Luci soffuse oriente

Le Notti Bianche – la fuga dalla realtà, il rifugio nel sogno

Il romanzo breve, o un racconto lungo, se vogliamo, fu scritto da Fëdor Dostoevskij nel 1848, una delle opere giovanili dell’autore, non ancora intrisa di quel tratto oscuro e pessimistico che contraddistingue gli scritti successivi, ma già impostato in quella direzione, come è possibile leggere in alcuni passi.

Le Notti Bianche prende l’avvio in una serata di maggio in cui l’autore comincia a narrare il suo incontro con una fanciulla, Nasten-ka, la quale, sconsolata per l’allontanamento del proprio amato, intratterrà una relazione di amicizia con il protagonista, gli racconterà la sua storia, avvicinandosi a lui sempre più, fino a dichiarargli di provare una forma di forte sentimento per lui, che seppur non si avvicini all’amore provato per il proprio amato è paragonabile a un legame fraterno.

Il protagonista, al contrario, viene immediatamente rapito dalla bellezza e dalla dolcezza della fanciulla, e desidera restare al suo fianco: prova per lei un intenso amore. Partono da qui delle profonde quanto malinconiche riflessioni sul significato della vita, dell’amore, della stessa esistenza in questo mondo. A far da sfondo alla storia è Pietroburgo, per l’occasione ricreata su due piani ben distinti: uno, la città, grigio e buio, quasi una prigione, che attanaglia l’animo del protagonista, costringendolo alla reclusione. Il protagonista si sente asfissiare tra le mura della città, che inevitabilmente rappresenta per lui il mondo della ragione, dove il sentimento non trova posto. Il secondo, invece, la campagna, dove incontra Nasten-ka. Questo luogo richiama un po’ un topos letterario: la campagna in cui lo scrittore trova, in forma di catarsi, sollievo e trae respiro dalle atmosfere opprimenti della città. È proprio in questo paesaggio così aperto, e così etereo, nel silenzio della notte, che i pensieri e i sentimenti dell’autore vengono liberati, finalmente, dalle catene della ragione, e si librano in uno spazio sconfinato, senza limiti, espressi nella maniera più pura.
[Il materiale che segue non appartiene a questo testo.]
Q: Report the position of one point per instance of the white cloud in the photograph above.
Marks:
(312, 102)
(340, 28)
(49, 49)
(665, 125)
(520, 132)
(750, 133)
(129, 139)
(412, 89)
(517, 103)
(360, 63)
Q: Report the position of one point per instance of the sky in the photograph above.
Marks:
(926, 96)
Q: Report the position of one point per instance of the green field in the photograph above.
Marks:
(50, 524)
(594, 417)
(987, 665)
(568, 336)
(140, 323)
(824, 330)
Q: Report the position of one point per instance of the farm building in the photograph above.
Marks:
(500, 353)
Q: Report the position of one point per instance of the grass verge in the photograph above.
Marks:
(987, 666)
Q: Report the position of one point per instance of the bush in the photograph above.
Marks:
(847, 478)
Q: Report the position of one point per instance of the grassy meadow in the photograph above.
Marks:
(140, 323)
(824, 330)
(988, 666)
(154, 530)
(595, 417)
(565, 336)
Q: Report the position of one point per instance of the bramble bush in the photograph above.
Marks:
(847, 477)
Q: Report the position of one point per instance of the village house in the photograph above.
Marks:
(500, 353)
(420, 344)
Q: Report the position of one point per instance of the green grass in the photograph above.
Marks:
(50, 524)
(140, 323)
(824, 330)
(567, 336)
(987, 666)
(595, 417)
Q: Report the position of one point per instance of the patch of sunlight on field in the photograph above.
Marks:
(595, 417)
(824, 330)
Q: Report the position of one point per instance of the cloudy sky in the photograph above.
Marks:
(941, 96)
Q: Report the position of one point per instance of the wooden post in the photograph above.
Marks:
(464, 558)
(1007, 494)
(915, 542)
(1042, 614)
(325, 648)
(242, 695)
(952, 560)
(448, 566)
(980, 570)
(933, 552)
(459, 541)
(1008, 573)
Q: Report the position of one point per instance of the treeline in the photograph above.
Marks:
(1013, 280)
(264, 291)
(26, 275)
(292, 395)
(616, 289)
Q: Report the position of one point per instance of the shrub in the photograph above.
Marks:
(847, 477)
Trapela, dunque, dalle parole del protagonista un vero e proprio bisogno di libertà. La campagna, rappresentazione dell’immaginazione, del sogno, della speranza, della libertà, diventa lo sfogo delle ansie e delle paranoie della città. È qui che l’autore inscena la storia, in cinque notti, più un epilogo al mattino, ed è proprio qui che ha luogo il sogno.

Proprio come qualcosa di non veritiero, infatti, i sentimenti del protagonista per la giovane Nasten-ka sono destinati a infrangersi come cristalli e andare in pezzi, impossibili da rimettere insieme. Ciò che nella notte ha avuto luogo, come in un sogno, uno dei più belli, al mattino viene smentito, come quando svegliandosi ci si accorga che tutto ciò che si è vissuto non è stato reale.

Per quanto possa sembrare triste e pessimista, forse, in fondo, il messaggio dell’autore vuole essere positivo. Attraverso questa breve ma intensa storia di amore, il protagonista, e con esso il lettore, vive un’esperienza che gli riempie l’animo di gioia. Non è forse questo lo spirito della vita: godere delle piccole cose? Talvolta insignificanti, talvolta belle e intense ma con un finale triste e spiacevole, eppure bisogna godere dell’attimo in cui esse accadono, di quell’attimo in cui le viviamo e le imprimiamo nella nostra memoria attraverso ricordi indelebili, perché è in questo che risiede la felicità: vagare nei bei ricordi del passato, per dimenticare la durezza e l’asperità della vita presente. In fin dei conti è proprio il protagonista a dirlo, a conclusione, al mattino, il momento in cui arriva la consapevolezza che tutto è stato come in un sogno, bello, ma irreale: “Un minuto di felicità! È forse poco, seppur in tutta la vita di un uomo?”.